The meta‐analysis was undertaken following the PRISMA (preferred reporting items for systematic reviews and meta‐analyses) statement (see Box 1 for definitions of terms used in a meta‐analysis).42

Meta‐analysis

A statistical analysis that combines the results of multiple quantitative information from related studies and produces results that summarise a whole body of research.

Begg's test

An indicator of publication bias. Begg et al. proposed testing the interdependence of variance and effect size using Kendall's method. This bias indicator makes fewer assumptions than that of Egger et al. but it is insensitive to many types of bias to which Egger's test is sensitive.

Cochrane Q

A classical measure of heterogeneity in meta‐analysis. Q is distributed as a chi‐squared statistic with n − 1 degrees of freedom. For the Q‐statistic test, a ‘Cochrane Q‐value > degree of freedom’ or a ‘p‐value of < 0.10’ suggests the presence of heterogeneity.

Egger's test

Another indicator of publication bias. Egger et al. suggested a test to examine asymmetry in funnel plots. This is a test for the Y‐intercept = 0 from a linear regression of the normalised effect estimate (i.e., the estimate divided by its standard error) against precision (the reciprocal of the standard error of that estimate).

Funnel plot

A graph that provides a visual check of the existence of publication bias. In the absence of publication bias, it assumes that studies with high precision will be plotted near the average, and studies with low precision will be spread evenly on both sides of the average, creating a roughly funnel‐shaped distribution. Asymmetry in funnel plots may indicate the presence of publication bias in meta‐analysis.

Heterogeneity

Heterogeneity in meta‐analysis refers to the variation or inconsistency in the study outcomes between studies.

I‐squared (I 2)

Another measure of heterogeneity in meta‐analysis. The I² statistic is the percentage of variation across studies attributable to heterogeneity. The formula of I² = 100% × (Q–df)/Q. An I 2 of < 25% represents low heterogeneity, 25–50% moderate heterogeneity and > 50% high heterogeneity.

Meta‐regression

A statistical method that can be used in meta‐analysis to examine the impact of moderator variables on study effect size using regression‐based techniques.

PRISMA statement

A guideline for the reporting of systematic reviews and meta‐analyses. The PRISMA statement comprises 27 items and a four‐phase flow diagram.

Publication bias

Occurs when the published results depend not just on the quality of the research but also on the hypothesis tested, and the significance and direction of effects detected.
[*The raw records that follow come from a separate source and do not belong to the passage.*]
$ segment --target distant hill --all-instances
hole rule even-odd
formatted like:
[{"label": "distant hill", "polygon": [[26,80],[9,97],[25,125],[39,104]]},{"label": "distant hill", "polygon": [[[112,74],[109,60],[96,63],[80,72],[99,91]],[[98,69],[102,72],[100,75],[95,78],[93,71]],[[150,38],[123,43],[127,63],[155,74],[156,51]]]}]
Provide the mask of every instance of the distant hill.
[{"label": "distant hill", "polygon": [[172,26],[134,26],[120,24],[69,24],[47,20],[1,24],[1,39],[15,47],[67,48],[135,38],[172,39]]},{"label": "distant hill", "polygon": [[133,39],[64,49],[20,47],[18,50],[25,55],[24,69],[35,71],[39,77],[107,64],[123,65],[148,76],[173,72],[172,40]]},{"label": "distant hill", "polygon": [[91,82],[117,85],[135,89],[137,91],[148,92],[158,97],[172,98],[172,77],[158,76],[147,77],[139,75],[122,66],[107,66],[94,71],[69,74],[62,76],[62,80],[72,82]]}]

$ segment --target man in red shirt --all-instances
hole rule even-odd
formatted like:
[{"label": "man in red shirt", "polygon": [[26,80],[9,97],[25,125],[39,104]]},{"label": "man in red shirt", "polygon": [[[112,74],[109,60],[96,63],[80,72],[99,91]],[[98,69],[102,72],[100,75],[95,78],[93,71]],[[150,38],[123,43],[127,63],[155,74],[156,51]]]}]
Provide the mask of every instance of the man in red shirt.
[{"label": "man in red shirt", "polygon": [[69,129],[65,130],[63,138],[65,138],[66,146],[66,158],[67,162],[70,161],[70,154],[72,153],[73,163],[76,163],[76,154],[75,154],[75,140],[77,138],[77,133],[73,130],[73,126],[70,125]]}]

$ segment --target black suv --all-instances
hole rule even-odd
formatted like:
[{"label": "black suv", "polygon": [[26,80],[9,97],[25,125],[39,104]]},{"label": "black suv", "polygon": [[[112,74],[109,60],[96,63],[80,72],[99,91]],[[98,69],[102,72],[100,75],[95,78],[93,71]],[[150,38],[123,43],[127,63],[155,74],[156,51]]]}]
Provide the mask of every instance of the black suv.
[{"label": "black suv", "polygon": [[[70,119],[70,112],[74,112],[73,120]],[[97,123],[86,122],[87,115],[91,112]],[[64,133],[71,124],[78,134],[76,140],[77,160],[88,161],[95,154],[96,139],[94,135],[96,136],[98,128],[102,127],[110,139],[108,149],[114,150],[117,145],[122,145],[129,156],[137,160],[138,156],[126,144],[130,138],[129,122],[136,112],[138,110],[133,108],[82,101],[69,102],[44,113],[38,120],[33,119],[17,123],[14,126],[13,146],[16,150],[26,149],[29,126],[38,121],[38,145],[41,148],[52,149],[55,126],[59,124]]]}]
It suggests that results not supporting the hypotheses of researchers often go unpublished, leading to a bias in published research.

Random‐effects model

The process of meta‐analysis is undertaken by either a fixed‐effect or a random‐effects statistical model. A fixed‐effect meta‐analysis assumes all studies are estimating the same (fixed) treatment effect, whereas a random‐effects meta‐analysis permits differences in the treatment effect across studies. In a random‐effects model, the observed heterogeneity is attributed to two sources: (i) between‐study heterogeneity in true effects, and (ii) within‐study sampling error.

Eligibility criteria

The criteria for study eligibility are listed in Table 1 and include: one comparator study examining the FC against the LB approach; undergraduate students or higher; assessment of learning, behaviour change and impact of behaviour change, rather than student satisfaction,43 and outcomes quantitatively measured. Duplicate reports were excluded.

Table 1

Inclusion and exclusion criteria

Inclusion criteria	Exclusion criteria
Two groups, controlled studies (randomised or non‐randomised, interventional or observational)	Reviews, editorials, qualitative studies or single‐arm before–after studies
Research question meets the following PICO (Problem, Intervention, Comparison, Outcome) criteria: (P) higher education (any discipline, any level) (I) flipped classroom learning in any format (C) traditional lecture‐based learning (O) academic performance (any Kirkpatrick level 2 to level 4 learning outcome)27	Outcome only reporting satisfaction or perception survey
	K‐12 education
	Control group not traditional lecture‐based learning
	Duplicate reporting (studies from same author or institution)
Quantitative outcomes data available	Self‐rated or self‐assessed academic outcomes
Post‐intervention assessment, change in pre–post intervention assessment	Pre‐intervention assessment or assessment during the process of intervention, such as quiz or homework
Any language

Inclusion and exclusion criteria

Data sources

The search took place in June 2016. Data sources included electronic databases, reference lists, conference abstracts and dissertations. Electronic databases included MEDLINE, PubMed, the Cumulative Index to Nursing and Allied Health Literature (CINAHL), the Education Resources Information Center (ERIC) and Excerpta Medica Database (EMBASE). Related publications that appeared on the web page during the electronic search (e.g. ‘similar articles’ appearing on the screen in PubMed, or ‘other users also viewed this article’ appearing in ScienceDirect) were enrolled if eligible. Reference lists of relevant manuscripts were searched for additional literature. Theses or conference abstracts appearing in the reference lists or the electronic searches were included if eligible. The Association for Medical Education in Europe (AMEE) conference books (2007–2016) were searched for unpublished studies.

Search strategy

The key search terms used in the electronic database searches were ‘flipped classroom’, ‘flipped education’, ‘flipped learning’, ‘reverse classroom’, ‘backward classroom’, ‘inverted classroom’ and ‘inverse classroom’.

Study selection

Study selection was based on the a priori set of criteria for inclusion and exclusion: for articles that clearly met the inclusion criteria, or ‘possibly’ met them, full‐text publications were retrieved for the formal review. Each study was independently assessed by at least two authors (Y‐CC, C‐CJ and Y‐JC). All disagreements between them were resolved by discussion or third‐party adjudication (K‐SC).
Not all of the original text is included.